Note: create a page or two of each content type so that you have something to test. A common error is to try to get a template for a custom content type to work when there is no content entered for that content type.

Also included in the sample template is a starter file that specifies some external files and libraries you are likely to want. 

The first section handles the issue of Drupal including styles that you do NOT want as a part of its defaults.

# Remove defaults you do not want stylesheets-remove:   - "main.css"

The second section includes a library file that you can use to specify css and js files.

# Add your CSS libraries:   - caxy/global-css   - caxy/global-js

The last section defines some standard regions / variables for the theme.

regions:   headline: headline   header: header   content: content   sidebar: sidebar   footer: footer

The caxy.libraries.yml file specifies the files:




      css/style.css: {}

      css/bootstrap.css: {}



    js/main.js: {}

    js/bootstrap.js: {}

In our example, we've included bootstrap.
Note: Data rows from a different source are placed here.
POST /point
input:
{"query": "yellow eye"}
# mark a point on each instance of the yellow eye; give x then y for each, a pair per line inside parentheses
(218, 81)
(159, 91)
To make changes and develop your theme, you can simply add more template files and/or add to the css and js files. 

A key aid in this process is to turn on twig debugging. When viewing the source of a given page, it will show you, in comments, the series of template suggestions that were tried. You can simply use one of the files mentioned if you wish to override the template at that stage of the output.

To do this, edit the /sites/default/services.yml file and change the twig debug setting to:

    debug: true

And then clear the cache at /admin/config/development/performance.

If you view the source for our custom content type "customtype" you should see this:

<!-- THEME DEBUG -->
<!-- THEME HOOK: 'page' -->
   x page--customtype.html.twig
   * page--node--2.html.twig
   * page--node--%.html.twig
   * page--node.html.twig
   * page.html.twig

You can see from the "x" that Drupal chose the "page--customtype.html.twig" template as suggested by the modification in the caxy.theme file.